Azerbaijan, Croatia and Macedonia, to name just three, are
aggressively airing their respective campaigns yet these countries
are not getting the level of foreign investments they had hoped. At
the end of the day, communication, which is what many people equate
to marketing, starts with a product that is credible. And a credible
product is effectively a concept where the campaign is anchored. And
Apple (e.g., iPhone, iPad, etc.) is that kind of a credible product
with a powerful concept where its campaign is anchored.
It appears the National
Competitiveness Council is precisely carefully establishing how the
Philippines could be defined as a credible product and thus a
powerful concept where a campaign is to be anchored. The object of
the exercise is the investor, but what does an investor seek? As
Warren Buffett has said many times, I don’t invest in a business
I don’t understand. Because investors want to ensure that their
efforts will yield the optimum returns! And in an interconnected and
highly competitive global economy, the only way they could optimize
their returns is when they attain “competitive advantage.”
Thus, the Philippine campaign must answer that challenge
squarely: That investing in the Philippines is the way to the
investor’s “nirvana” – of competitive advantage.
And to get there,
investors want their ducks in a row. And that means beyond investment
they are constantly raising their technology edge in order to attain
the enviable position of creating truly innovative products and/or
services. But they don’t come in a vacuum so they are constantly
tapping and developing human resources, and developing target markets
and, in sum, complete the “competitive-advantage loop.”
But the Philippines can’t
be everything to everybody which is why the efforts to define our
strategic industries must become a truly committed undertaking.
Between concerned government agencies and the private sector like the
JFC (Joint Foreign Chambers), for instance, there appears a growing
list of strategic industries.
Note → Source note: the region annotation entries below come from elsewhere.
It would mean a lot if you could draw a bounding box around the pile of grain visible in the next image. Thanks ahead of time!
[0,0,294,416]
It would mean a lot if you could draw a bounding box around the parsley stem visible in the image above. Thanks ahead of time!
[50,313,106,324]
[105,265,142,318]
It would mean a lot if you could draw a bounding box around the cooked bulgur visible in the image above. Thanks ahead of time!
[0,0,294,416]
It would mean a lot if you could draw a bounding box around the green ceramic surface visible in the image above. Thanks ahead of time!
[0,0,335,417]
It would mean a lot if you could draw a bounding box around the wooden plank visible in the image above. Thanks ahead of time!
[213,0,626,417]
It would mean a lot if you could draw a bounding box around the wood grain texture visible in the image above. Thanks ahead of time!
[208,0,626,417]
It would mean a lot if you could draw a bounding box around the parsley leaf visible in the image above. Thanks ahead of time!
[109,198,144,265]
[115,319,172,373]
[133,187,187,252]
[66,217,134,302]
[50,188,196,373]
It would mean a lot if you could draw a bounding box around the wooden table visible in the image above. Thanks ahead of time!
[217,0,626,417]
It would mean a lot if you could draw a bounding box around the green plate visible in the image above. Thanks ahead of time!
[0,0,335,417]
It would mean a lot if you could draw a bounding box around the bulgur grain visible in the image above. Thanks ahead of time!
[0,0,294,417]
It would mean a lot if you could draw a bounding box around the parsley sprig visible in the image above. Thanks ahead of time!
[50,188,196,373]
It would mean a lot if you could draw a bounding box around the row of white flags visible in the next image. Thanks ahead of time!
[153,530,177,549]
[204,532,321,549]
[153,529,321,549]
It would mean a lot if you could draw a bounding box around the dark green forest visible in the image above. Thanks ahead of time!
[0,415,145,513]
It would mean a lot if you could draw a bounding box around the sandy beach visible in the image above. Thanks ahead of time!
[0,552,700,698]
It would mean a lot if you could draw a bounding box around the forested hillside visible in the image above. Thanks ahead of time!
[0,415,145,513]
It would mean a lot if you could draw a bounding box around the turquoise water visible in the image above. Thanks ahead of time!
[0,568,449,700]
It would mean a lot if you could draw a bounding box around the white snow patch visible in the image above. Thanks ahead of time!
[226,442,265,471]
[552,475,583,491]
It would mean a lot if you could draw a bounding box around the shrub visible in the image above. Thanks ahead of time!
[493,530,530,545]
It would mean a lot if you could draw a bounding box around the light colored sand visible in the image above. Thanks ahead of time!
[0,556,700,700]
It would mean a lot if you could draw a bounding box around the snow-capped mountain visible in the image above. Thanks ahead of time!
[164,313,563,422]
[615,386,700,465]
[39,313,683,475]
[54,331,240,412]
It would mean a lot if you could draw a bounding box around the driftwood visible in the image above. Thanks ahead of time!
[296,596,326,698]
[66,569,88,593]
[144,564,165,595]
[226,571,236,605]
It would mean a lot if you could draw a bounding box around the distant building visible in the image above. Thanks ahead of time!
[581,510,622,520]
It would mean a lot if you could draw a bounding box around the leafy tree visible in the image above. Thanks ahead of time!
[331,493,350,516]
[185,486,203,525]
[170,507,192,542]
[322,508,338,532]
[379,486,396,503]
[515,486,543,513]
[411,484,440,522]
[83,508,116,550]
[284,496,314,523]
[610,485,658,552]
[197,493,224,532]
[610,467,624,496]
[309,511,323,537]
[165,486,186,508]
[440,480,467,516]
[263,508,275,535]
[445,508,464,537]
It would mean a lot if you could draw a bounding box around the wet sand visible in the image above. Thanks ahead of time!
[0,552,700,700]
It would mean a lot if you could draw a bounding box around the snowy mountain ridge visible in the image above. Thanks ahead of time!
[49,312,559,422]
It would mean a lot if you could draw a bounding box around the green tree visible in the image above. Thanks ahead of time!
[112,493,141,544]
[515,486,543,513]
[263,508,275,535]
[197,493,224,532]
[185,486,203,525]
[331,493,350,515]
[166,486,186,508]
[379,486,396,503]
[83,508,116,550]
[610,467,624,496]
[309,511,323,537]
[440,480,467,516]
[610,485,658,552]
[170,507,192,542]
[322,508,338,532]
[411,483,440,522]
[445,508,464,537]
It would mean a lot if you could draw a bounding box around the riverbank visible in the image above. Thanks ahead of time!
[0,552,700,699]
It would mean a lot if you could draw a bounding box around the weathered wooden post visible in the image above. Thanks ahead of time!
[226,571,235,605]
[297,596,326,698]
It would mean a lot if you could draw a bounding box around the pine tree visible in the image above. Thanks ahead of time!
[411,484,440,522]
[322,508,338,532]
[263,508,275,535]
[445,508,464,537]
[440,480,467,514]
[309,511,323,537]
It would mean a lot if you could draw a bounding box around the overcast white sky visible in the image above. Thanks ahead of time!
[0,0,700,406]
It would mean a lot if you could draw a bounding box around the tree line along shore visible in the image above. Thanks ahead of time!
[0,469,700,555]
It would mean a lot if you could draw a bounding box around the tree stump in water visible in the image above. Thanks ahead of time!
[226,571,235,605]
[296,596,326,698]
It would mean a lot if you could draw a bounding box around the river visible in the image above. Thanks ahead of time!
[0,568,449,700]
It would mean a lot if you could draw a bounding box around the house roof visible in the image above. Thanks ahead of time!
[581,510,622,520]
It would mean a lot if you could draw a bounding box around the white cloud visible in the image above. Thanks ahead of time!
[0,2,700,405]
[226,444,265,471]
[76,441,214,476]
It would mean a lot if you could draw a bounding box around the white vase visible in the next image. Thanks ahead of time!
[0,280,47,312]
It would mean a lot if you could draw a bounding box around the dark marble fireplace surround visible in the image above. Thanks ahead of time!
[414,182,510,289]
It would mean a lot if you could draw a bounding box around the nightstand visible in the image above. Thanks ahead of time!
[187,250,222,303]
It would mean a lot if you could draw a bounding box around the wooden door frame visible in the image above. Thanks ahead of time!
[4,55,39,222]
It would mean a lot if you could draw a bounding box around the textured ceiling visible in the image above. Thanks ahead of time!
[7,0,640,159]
This is where the exercise of academic
rigor must be adhered to – we cannot allow crony capitalism to
dictate this delicate process. Take energy and mining, for example.
Are they strategic industries? What technologies must we then bring
in to the country to pursue the undertaking? Which investors should
we attract and invite?
A more targeted campaign
is sharper and thus more effective than a shotgun campaign. For
example, we must be able to spell out our strategic industries and
the requisite support infrastructure and/or intermediate industries
that we are developing in order to create a viable ecosystem.
Our history has been
characterized by opportunism which is not representative of efforts
to make an economy and a nation globally competitive. And the fiasco
that is EPIRA and, more recently, mining are too real to ignore and
be nonchalant about. Do we have the character and the spirit to
pursue nation-building – which is what this branding initiative is
supposed to be?
And so it appears we’re
stuck at first base – struggling to attract investment and
technology – in our nation-building efforts? How do we then move on
to being recognized for innovation, for talent development, for
product development and for market development? We want credibility
and coherence . . . then we truly need to do our homework?